Tras doce horas de viaje a lomos de un Ford Fiesta que luchaba a cada kilómetro por no desfallecer, llegamos a la ciudad del amor con la intención precisamente de eso, de enamorarnos perdidamente de ella. Apenas conseguimos entrar cuando el conductor y su acompañante consideraron oportuno, dadas las horas intempestivas que se nos habían echado encima, abandonarme a mi suerte en medio de la noche. Ya saben ustedes que no vivimos precisamente en los tiempos de la fraternidad entre seres humanos.
Aún me pregunto cómo conseguir llegar con vida al hostal donde me alojaba (en otra ocasion menos poética intentaremos indagar en el porqué de los nombres pseudosexuales de los hostales de mala muerte y sus condiciones higiénicas) pero el caso es que, de nuevo milagrósamente, sobreviví y pude conciliar un plácido sueño en el Peace and Love hostal (no haremos comentarios al respecto).

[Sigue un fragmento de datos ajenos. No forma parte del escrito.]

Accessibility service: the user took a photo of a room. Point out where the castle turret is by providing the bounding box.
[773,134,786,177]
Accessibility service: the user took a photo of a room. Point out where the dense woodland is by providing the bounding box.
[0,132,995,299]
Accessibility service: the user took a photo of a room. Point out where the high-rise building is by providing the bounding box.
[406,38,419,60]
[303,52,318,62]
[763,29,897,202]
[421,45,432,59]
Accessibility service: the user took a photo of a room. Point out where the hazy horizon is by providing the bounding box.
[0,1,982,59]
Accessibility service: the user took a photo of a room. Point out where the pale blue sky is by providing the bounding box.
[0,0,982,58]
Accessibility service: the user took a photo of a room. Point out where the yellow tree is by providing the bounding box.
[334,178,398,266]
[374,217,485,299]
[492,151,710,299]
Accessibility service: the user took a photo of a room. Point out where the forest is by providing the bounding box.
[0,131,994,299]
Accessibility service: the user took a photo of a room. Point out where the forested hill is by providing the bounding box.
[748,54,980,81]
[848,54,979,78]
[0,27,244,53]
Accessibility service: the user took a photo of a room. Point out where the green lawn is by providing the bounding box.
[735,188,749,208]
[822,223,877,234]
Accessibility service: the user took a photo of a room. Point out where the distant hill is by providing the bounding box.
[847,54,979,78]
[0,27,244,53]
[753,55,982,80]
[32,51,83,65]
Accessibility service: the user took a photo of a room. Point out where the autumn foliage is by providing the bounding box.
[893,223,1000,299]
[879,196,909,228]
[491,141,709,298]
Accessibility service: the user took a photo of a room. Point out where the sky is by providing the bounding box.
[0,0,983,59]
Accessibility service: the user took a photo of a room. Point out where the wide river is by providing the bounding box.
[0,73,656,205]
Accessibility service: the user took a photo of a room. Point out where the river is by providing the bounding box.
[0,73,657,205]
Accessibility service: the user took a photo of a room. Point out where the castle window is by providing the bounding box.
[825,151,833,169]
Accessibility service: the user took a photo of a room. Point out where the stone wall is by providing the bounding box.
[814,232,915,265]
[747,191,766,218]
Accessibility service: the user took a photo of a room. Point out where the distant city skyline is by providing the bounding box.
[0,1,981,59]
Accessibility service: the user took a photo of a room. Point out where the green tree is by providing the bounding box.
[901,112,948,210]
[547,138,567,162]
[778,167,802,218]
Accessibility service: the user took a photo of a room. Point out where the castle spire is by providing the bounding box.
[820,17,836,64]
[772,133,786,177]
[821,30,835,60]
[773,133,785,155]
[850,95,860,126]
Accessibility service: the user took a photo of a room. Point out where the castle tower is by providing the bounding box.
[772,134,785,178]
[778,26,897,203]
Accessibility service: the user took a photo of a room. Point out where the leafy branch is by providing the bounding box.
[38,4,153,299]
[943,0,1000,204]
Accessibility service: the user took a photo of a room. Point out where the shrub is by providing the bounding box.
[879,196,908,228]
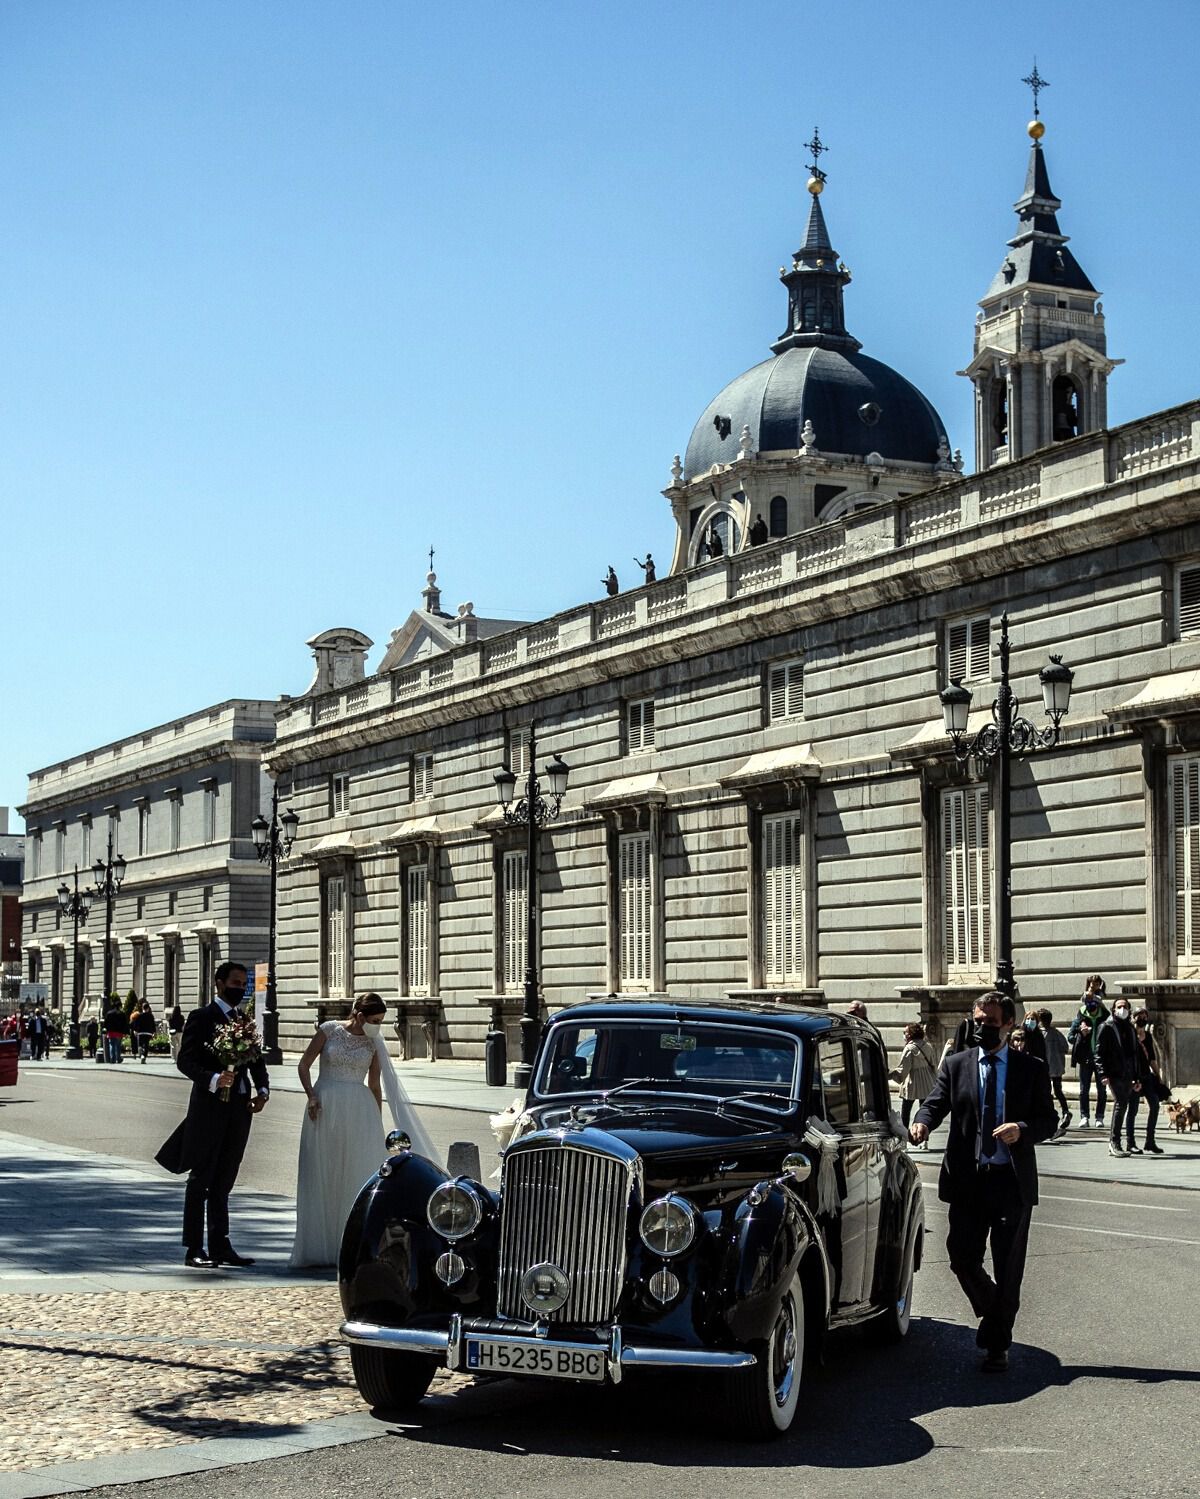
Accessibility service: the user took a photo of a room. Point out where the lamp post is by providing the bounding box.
[91,834,127,1019]
[251,785,300,1067]
[938,612,1074,1000]
[56,868,93,1059]
[493,725,570,1088]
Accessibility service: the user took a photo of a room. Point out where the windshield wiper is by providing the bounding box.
[717,1091,802,1113]
[599,1077,666,1100]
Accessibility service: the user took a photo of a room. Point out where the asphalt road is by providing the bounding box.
[0,1060,501,1193]
[6,1067,1199,1498]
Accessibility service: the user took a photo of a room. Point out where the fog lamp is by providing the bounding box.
[436,1251,466,1286]
[649,1268,680,1304]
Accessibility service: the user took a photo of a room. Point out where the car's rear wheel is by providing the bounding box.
[725,1279,803,1440]
[350,1344,437,1410]
[874,1226,920,1343]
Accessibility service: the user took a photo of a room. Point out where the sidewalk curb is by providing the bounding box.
[0,1410,389,1499]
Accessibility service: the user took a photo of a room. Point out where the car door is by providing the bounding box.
[855,1036,891,1306]
[816,1035,870,1308]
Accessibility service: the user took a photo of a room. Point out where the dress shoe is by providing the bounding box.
[1108,1142,1128,1157]
[1126,1143,1144,1155]
[184,1251,216,1269]
[981,1349,1009,1374]
[214,1246,256,1267]
[1145,1143,1165,1154]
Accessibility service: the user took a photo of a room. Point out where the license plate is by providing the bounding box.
[465,1337,606,1382]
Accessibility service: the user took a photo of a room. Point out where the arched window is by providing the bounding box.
[1051,376,1081,442]
[993,383,1009,447]
[769,495,788,538]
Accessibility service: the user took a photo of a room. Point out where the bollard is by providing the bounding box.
[484,1024,506,1088]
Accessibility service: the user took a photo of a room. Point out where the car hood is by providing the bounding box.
[520,1101,801,1205]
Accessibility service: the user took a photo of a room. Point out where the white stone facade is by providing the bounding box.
[270,403,1200,1082]
[19,701,277,1018]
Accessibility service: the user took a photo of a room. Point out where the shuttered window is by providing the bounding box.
[413,754,434,798]
[502,849,528,992]
[945,616,991,683]
[324,874,346,994]
[407,865,430,994]
[618,832,652,989]
[767,660,804,723]
[509,733,529,779]
[942,786,992,975]
[627,698,655,754]
[762,812,805,985]
[1170,757,1200,960]
[330,773,350,816]
[1177,565,1200,639]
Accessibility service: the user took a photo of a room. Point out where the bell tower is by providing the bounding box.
[960,66,1120,471]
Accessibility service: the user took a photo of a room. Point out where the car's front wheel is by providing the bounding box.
[350,1344,437,1410]
[725,1278,803,1439]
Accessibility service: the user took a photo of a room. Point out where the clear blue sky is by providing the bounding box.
[3,0,1198,821]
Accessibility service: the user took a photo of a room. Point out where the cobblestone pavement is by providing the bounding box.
[0,1284,467,1475]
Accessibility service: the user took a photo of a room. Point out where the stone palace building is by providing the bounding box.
[252,116,1200,1083]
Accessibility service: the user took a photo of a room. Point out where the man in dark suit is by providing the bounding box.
[155,962,269,1269]
[28,1007,51,1060]
[910,990,1057,1372]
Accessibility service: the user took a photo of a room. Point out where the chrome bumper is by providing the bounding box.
[341,1315,757,1382]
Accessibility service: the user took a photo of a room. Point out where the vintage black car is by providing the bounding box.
[339,999,924,1438]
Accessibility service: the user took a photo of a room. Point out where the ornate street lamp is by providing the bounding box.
[91,836,127,1058]
[494,725,570,1087]
[938,612,1074,999]
[56,868,93,1059]
[251,785,300,1066]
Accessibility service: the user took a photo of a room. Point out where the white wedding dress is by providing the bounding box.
[288,1021,437,1268]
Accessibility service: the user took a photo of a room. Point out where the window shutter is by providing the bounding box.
[1171,758,1200,960]
[942,786,991,975]
[768,662,802,723]
[619,833,651,987]
[968,618,991,680]
[763,813,804,984]
[407,865,429,993]
[502,850,528,990]
[946,622,968,683]
[414,755,433,798]
[628,700,656,753]
[326,875,346,993]
[1179,567,1200,639]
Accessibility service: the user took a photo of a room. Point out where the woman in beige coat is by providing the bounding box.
[896,1022,938,1141]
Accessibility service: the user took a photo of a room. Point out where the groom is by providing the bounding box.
[155,962,270,1269]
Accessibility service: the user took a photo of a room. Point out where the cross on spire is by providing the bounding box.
[1022,60,1049,118]
[804,126,828,185]
[428,544,435,572]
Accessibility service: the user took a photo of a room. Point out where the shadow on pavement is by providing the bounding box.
[0,1156,296,1273]
[371,1316,1200,1469]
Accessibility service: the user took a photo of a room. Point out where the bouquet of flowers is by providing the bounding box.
[210,1014,264,1103]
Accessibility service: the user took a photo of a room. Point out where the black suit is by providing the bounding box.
[914,1044,1057,1354]
[155,1001,269,1256]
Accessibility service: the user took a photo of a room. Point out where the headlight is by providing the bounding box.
[426,1181,484,1241]
[639,1194,697,1257]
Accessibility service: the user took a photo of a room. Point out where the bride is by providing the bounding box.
[289,993,438,1268]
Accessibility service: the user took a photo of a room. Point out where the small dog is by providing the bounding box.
[1167,1100,1189,1134]
[1188,1099,1200,1131]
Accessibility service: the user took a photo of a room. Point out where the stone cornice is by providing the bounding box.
[20,741,267,819]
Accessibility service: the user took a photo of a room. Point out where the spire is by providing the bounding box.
[771,128,861,355]
[984,67,1095,299]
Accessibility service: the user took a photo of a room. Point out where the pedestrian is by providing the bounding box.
[894,1023,937,1140]
[103,997,128,1064]
[1009,1026,1026,1053]
[133,1001,156,1062]
[168,1003,185,1063]
[28,1006,51,1061]
[1067,976,1109,1129]
[154,962,270,1269]
[1018,1011,1046,1065]
[909,991,1057,1373]
[1126,1009,1167,1156]
[85,1016,99,1059]
[1095,995,1141,1158]
[1038,1009,1072,1134]
[846,1001,868,1021]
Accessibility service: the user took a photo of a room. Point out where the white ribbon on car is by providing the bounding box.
[488,1095,536,1179]
[802,1116,842,1217]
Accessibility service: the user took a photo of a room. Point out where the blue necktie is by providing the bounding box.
[981,1054,998,1159]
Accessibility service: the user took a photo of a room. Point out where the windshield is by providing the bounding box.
[534,1020,802,1114]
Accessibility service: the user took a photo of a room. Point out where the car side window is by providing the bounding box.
[856,1039,888,1123]
[817,1039,859,1126]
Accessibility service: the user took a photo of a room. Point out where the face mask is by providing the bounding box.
[1115,1007,1131,1021]
[362,1021,383,1037]
[222,986,246,1006]
[1024,1017,1038,1031]
[973,1020,1003,1052]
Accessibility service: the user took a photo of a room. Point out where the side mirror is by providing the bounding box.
[385,1129,411,1155]
[780,1152,812,1185]
[447,1140,482,1179]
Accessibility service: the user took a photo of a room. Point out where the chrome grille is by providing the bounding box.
[497,1144,631,1324]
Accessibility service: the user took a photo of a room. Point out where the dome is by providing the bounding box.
[684,344,948,478]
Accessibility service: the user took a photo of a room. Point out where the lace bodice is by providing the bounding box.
[317,1021,375,1086]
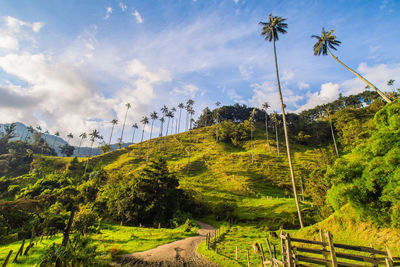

Todavía con el miedo en el cuerpo, los primeros rayos de sol de un fabuloso y radiante día me golpearon en la cara, apremiándome a que dejase de perder tiempo entre las sábanas y partiera, de una vez por todas, a exprimir cada segundo del único día que se me había concedido para disfrutar de una de las ciudades más bellas del planeta.
El canal de Saint Martin era lo primero que mis ojos podían ver desde la ventana del 245 de la Rue de La Fallette. De allí salí, en un único viaje en metro, hacia la otra punta de la ciudad para seguir tachando cosas de mi lista. En esta ocasión, debía contemplar una de las dos estatuas de la libertad que hay en el planeta, para ser más exactos, la primera de las dos.
De allí comencé a andar, que viene siendo la tónica dominante de este viaje al que ya se le conoce fecha de caducidad, aunque ustedes, mis queridos lectores, deberán esperar un poco más para conocerla. Anduve, como decía, zigzagueando el Sena una y otra vez, cruzándolo sin descanso mientras me maravillaba de una u otra magnificencia en forma de monumento asentada a un lado u otro del río. Con la torre Eiffel como estrella polar, caminaba entre el trafico incansable de Paris y la imagen fija sobre un monstruo de hierro que me esperaba ansioso en el lugar donde ha descansado durante tantos años.
La torre mas famosa del planeta impresiona desde la lejania, pero pasma en el tú a tú. Cuando uno tiene el placer de ponerse a sus pies puede comenzar a comprender cómo un revestimento tan horroroso es capaz de obnubilar a tantísimos millones de personas. Ahí radica la verdadera belleza del monumento, en ser capaz de enamorar a un mundo aque obvia su figura y se centra en su significado.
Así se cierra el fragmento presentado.